Comments on: Defeating contact form spam by hiding the webmail script

By: Chris

Chris — Sat, 01 Jan 2011 02:47:20 +0000

@ ardamis

First up, this is a great strategy to help reduce spam DRAMATICALLY from contact form spam attacks! About three weeks ago, I had about 100 spam e-mails (all received at exactly 1PM) – and decided I had enough!

I got it to work initially on my website with no problems – just as it is outlined above – for over a week and a half now. I even used a “human respondent” question (1+1 = ?) to help further filter out the spam – and everything was working flawlessly.

However, this evening I went back in to remove my challenge question (as I kind of felt like my wedding clients might find it strange), and decided to replace it with a hidden spry form field box (which would be hidden with CSS) that would automatically prevent the form from being submitted if it WAS filled out…as no human should really be able to see it.

However, something got messed up… Now… I can’t get the spry validation AND the redirect to the proper PHP submission file to work at the same time.

I either get all my spry form fields to validate – but when I click on submit the contact page redirects me to the “No Java Script” decoy php file… OR I can get the form to submit properly to the real form mail php file…BUT the spry text fields are not validated first to assure that required form fields are filled out.

As soon as I add the ‘onsubmit=”return formProtect();” piece into the following code…

The spry validation no longer works…but the form does submit correctly (even if only one letter is typed into a field – and not all the required fields are filled out)

I can’t for the life of me figure out why it won’t all work now!!! Anyone have any suggestions? I would sure appreciate it!

By: Steev

Steev — Tue, 16 Mar 2010 14:22:05 +0000

I am having trouble combining these two functions to work together.

Can someone please show me the JavaScript code that I should use if I want to combine both methods into one JavaScript file, and call them with one single function?

By: ardamis

ardamis — Sat, 17 Jan 2009 15:49:46 +0000

Quite right.

And I explain how to create a ‘trap’ field for spam-bots in a similar post:

http://www.ardamis.com/2007/09/12/defeating-wordpress-comment-spam/

By: New Orleans Web Design

New Orleans Web Design — Tue, 13 Jan 2009 15:55:55 +0000

Here’s another possible addition to this equation: add a text field that is hidden via CSS. Name it “Subject” or something similarly-important-looking. Reject a submission if the field IS filled out; a human should never see it due to the CSS rule.
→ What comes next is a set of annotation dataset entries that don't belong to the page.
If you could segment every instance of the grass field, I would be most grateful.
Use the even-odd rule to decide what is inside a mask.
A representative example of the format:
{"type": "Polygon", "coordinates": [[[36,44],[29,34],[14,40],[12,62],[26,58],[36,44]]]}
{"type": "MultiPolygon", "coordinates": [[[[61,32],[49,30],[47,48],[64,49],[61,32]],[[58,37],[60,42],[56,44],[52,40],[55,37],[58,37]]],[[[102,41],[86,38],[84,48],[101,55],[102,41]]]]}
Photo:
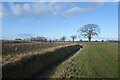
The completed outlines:
{"type": "Polygon", "coordinates": [[[48,78],[117,78],[118,43],[83,43],[67,61],[52,68],[42,77],[48,78]]]}
{"type": "MultiPolygon", "coordinates": [[[[46,43],[47,44],[47,43],[46,43]]],[[[39,47],[35,52],[15,53],[16,56],[2,60],[2,76],[4,78],[32,78],[36,76],[44,67],[54,64],[58,60],[63,59],[70,53],[79,50],[79,44],[59,43],[53,47],[46,46],[41,49],[39,47]]],[[[52,45],[52,44],[51,44],[52,45]]],[[[34,46],[34,45],[33,45],[34,46]]],[[[24,48],[24,47],[23,47],[24,48]]],[[[8,54],[9,55],[9,54],[8,54]]],[[[11,54],[10,54],[11,55],[11,54]]]]}

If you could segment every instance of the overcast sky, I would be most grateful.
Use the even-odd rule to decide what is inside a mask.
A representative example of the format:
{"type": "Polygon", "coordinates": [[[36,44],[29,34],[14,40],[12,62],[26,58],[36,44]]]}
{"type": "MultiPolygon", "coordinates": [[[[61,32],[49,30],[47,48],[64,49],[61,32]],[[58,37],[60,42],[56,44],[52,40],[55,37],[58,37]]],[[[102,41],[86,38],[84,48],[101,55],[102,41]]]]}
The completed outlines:
{"type": "Polygon", "coordinates": [[[118,38],[117,2],[3,2],[1,8],[3,39],[66,36],[69,40],[90,23],[101,29],[94,39],[118,38]]]}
By: Contact Form Spam — Sumy Designs Web Design Blog

Contact Form Spam — Sumy Designs Web Design Blog — Mon, 15 Dec 2008 19:40:50 +0000

[...] I just implemented it today, so I will report back later with my success or failure.

By: defaultCharacter

defaultCharacter — Sat, 22 Nov 2008 21:40:58 +0000

Thanks for the tips, they were very helpful. I use an SaaS to capture sales leads submitted on a web page form; the data was going directly to the SaaS vendor’s database. The spammers copied the action URL and sent the string to our db with the required fields. As you suggested, I implemented a similarly named “formprotect.js” file, the fake php, and a note that appears if scripting is turned off on my site and reduced spam by about 95%. :) We don’t want to use the challenge/response technique as some people just won’t submit the form if there is too much for them to input, so I am still getting some odd submissions from the web (still some kind of bypass of the required fields), but will research those further.

I just don’t understand what these bizarre people hope to accomplish by spamming. They must spend a lot of time doing it.
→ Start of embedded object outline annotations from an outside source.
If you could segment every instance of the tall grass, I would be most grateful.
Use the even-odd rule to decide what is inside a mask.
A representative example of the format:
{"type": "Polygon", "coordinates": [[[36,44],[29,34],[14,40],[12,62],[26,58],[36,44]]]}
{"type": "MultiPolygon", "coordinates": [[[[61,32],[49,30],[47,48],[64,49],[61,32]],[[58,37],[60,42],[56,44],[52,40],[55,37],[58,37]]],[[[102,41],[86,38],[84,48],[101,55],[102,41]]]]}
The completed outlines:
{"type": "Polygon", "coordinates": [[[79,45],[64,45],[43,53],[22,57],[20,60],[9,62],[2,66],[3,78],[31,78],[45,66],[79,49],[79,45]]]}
Thanks again for sharing with us your creativity. :)

By: Todd

Todd — Wed, 29 Oct 2008 21:25:18 +0000

That’s when you build a new system, of course. Nothing lasts forever… especially not when people are trying to hack it all of the time.

By: Charles Sweeney

Charles Sweeney — Mon, 20 Oct 2008 20:46:07 +0000

What’s to stop a bot reading the correct form action in the JavaScript file? I can easily see how such a system would initially block bots due to security through obscurity but what happens when your system becomes well known?

By: Jack

Jack — Fri, 01 Feb 2008 17:21:18 +0000

Good work.

I’ve uploaded the “validate” script OK, but I’m still getting spam using the form fields.

Your “bad form / good form” script looks ideal. However, I’m have trouble with the code when I try to make both scropts work in the the same form action.

Any chnace you could post a simple form or text file with the double protection included.

Thanks anyway for the validate script.

Best regards

Jack

By: ardamis

ardamis — Wed, 26 Sep 2007 14:26:14 +0000

Well, ok, point taken. How about:

“To accommodate visitors who aren’t using JavaScript, the fake script could instead be a page explaining that JavaScript is required to submit the contact form and offering an alternate way to contact the author.”